Ich sinke auf ein extralanges, altmodisches Sofa, um eine Skulptur von Günther Uecker zu betrachten. Dann heftet sich mein Blick auf eine Serie von Wasserflaschenfotos, denen ich nirgendwo sonst Beachtung schenken würde. Doch in diesem schwelgerischen Getümmel strahlen sie Ruhe und Alltäglichkeit ab.

Gleich hinter dem langen Sofa führt ein Gang in eine Wunderkammer des amerikanischen Lichtkünstlers James Turrell. In dem Raum leuchtet nur ein rotes Rechteck. Das Rot ist aus purem Licht und wirkt so tief, als läge da noch eine zweite Welt hinter der Wand.

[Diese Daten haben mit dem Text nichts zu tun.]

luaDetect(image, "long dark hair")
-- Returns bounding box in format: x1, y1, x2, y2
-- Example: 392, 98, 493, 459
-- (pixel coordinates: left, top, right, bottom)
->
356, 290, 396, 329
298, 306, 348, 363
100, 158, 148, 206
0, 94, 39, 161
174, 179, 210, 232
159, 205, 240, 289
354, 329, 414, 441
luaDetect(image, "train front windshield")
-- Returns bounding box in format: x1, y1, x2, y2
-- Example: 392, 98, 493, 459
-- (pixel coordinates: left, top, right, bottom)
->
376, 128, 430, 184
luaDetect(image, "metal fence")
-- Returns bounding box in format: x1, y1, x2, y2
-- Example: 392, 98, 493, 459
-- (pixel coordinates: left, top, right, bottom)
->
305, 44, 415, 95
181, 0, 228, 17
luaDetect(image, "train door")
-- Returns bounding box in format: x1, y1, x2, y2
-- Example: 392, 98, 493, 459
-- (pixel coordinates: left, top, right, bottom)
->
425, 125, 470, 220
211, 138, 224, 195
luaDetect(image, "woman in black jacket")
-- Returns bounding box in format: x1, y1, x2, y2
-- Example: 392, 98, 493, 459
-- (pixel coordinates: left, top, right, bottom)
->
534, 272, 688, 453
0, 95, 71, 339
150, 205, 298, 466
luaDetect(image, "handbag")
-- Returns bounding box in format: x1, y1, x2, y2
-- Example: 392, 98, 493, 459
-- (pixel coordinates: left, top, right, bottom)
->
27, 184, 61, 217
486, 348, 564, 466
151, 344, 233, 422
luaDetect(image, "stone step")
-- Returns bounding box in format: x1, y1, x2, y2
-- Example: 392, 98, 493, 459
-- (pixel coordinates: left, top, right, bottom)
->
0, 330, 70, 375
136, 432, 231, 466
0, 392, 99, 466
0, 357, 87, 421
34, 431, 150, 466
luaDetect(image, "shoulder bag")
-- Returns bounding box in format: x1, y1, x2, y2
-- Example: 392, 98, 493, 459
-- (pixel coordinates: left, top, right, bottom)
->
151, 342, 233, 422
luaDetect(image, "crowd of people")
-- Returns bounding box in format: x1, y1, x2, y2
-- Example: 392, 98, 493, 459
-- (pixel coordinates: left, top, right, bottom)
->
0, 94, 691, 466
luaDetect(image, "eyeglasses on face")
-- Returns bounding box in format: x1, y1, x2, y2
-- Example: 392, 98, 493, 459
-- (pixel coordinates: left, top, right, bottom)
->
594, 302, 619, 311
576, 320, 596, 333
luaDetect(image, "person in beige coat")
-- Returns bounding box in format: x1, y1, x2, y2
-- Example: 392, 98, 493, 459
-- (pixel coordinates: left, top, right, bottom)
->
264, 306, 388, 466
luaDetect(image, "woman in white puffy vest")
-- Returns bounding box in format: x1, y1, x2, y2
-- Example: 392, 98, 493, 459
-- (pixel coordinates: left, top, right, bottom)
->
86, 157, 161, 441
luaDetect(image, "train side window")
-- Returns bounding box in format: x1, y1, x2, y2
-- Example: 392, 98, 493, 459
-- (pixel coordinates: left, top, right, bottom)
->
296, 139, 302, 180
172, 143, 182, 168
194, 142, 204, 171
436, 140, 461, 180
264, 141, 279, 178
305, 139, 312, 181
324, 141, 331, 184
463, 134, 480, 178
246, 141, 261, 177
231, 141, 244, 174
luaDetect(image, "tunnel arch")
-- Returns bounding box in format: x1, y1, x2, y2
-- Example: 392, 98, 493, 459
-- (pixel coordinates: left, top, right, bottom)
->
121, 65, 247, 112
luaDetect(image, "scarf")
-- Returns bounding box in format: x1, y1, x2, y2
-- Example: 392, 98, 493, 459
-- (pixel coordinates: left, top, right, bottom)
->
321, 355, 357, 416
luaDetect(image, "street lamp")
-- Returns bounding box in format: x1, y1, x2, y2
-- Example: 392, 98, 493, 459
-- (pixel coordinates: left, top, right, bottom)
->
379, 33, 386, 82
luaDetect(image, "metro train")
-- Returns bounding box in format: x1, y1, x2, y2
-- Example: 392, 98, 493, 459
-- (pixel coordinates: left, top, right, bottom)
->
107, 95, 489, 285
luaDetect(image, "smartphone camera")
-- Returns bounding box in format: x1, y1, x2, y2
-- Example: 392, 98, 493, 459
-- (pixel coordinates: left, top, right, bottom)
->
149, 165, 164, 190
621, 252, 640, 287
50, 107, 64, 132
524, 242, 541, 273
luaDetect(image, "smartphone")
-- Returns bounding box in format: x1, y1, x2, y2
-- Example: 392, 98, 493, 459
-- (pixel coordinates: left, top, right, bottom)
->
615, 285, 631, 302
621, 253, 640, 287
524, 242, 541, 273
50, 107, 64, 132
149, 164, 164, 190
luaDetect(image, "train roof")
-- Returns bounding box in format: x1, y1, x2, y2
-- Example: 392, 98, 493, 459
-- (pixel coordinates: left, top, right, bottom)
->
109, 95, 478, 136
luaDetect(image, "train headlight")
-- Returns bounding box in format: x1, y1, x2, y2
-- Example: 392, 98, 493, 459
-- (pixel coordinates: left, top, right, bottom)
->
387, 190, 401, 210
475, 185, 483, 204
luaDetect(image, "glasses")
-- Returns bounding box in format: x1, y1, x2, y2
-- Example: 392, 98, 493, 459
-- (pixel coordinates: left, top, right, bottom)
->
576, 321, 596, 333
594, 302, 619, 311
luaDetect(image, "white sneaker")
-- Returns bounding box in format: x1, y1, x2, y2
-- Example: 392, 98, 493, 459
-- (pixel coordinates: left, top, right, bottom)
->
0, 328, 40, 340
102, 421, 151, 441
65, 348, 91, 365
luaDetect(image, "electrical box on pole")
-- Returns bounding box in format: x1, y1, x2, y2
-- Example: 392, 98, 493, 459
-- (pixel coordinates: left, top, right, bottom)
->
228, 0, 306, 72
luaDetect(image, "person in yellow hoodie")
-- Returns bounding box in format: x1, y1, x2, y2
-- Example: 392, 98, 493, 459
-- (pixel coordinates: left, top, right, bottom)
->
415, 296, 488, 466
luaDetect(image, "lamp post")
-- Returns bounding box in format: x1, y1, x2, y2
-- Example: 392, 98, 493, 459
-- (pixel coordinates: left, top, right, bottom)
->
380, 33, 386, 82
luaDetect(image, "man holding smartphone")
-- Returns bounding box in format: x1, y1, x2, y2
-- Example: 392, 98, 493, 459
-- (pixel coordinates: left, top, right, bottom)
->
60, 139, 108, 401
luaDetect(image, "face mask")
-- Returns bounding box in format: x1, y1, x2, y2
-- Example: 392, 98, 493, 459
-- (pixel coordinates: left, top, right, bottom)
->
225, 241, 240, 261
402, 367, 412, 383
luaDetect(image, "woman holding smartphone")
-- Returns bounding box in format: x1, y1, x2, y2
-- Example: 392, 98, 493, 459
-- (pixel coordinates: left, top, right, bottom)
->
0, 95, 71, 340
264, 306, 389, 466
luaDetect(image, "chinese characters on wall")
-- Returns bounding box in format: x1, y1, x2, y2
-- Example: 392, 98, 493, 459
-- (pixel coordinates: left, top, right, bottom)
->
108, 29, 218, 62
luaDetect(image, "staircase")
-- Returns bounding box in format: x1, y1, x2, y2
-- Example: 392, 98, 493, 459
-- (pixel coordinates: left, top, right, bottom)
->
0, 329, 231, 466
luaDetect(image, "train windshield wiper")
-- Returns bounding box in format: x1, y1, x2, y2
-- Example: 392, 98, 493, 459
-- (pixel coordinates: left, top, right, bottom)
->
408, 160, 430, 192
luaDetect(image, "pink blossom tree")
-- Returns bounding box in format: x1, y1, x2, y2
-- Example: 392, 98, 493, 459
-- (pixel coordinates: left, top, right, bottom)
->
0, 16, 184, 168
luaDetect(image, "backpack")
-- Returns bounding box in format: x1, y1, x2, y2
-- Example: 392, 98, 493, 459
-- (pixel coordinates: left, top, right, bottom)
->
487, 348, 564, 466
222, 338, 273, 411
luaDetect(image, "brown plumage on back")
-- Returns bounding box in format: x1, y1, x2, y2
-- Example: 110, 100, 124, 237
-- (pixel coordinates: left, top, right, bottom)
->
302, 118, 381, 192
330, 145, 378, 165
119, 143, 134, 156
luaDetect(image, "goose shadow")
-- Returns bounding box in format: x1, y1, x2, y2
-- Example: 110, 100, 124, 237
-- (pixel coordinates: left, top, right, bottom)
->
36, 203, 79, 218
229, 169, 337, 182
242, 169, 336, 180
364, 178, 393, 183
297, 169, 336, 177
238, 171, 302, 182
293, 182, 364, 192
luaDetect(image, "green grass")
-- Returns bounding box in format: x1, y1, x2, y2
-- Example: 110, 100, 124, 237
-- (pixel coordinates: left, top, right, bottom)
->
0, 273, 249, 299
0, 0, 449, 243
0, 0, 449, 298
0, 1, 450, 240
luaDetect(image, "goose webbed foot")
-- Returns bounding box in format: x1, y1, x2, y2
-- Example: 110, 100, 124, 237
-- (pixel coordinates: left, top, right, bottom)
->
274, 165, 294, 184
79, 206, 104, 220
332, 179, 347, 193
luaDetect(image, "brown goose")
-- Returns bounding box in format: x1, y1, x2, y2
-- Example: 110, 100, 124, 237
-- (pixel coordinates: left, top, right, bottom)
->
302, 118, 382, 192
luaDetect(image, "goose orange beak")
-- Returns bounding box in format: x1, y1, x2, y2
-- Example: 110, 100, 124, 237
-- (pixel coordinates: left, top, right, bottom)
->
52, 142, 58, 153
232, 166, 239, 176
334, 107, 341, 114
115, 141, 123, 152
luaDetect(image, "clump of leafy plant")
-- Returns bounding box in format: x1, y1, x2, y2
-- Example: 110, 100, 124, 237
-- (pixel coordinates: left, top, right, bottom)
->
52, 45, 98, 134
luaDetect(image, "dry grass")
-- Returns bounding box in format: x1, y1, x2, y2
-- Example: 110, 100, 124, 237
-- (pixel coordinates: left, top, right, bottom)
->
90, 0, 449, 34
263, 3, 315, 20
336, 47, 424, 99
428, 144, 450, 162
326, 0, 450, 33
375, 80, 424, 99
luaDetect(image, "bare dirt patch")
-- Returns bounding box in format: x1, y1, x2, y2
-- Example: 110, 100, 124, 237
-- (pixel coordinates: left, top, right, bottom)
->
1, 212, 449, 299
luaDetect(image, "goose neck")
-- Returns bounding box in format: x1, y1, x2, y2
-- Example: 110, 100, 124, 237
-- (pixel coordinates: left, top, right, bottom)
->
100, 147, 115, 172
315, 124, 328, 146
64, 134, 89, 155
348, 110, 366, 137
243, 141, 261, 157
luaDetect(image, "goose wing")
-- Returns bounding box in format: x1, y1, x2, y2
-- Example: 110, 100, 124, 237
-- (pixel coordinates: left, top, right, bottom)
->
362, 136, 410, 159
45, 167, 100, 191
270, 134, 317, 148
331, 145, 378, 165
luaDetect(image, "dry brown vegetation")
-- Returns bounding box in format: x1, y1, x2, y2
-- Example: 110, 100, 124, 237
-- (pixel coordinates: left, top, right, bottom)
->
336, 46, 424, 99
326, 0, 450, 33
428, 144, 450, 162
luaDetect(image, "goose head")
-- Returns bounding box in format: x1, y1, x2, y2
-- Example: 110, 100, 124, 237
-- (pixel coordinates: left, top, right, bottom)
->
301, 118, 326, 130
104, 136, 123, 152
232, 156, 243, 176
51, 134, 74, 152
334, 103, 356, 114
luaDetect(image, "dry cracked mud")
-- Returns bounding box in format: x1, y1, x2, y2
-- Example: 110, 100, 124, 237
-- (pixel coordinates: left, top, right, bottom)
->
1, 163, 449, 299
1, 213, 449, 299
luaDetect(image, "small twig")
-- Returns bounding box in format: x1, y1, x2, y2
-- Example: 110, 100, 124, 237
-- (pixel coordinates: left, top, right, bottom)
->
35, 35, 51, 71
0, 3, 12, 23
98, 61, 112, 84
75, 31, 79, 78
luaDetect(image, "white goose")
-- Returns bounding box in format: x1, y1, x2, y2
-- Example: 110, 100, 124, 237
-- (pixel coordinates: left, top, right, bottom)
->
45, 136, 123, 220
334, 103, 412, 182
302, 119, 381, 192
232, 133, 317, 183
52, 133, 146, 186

Starrt man nur lange genug hin, so wandelt sich das Rot in Violett, wird blau, bis es wie eine farbige Masse aus der Wand herauszuquillen scheint. Und schon wieder komme ich ins Taumeln.

Draußen ist die Wintersonne untergegangen. Wie Scherenschnitte ragen die Häuser in den Abendhimmel, der noch in einem satten Türkis leuchtet. Einem Türkis, das sich etwas dunkler im Wasser der Kanäle spiegelt. Ein Anblick von irrealer Schönheit. Er wirkt ganz ohne die geheimen Lampen des James Turrell.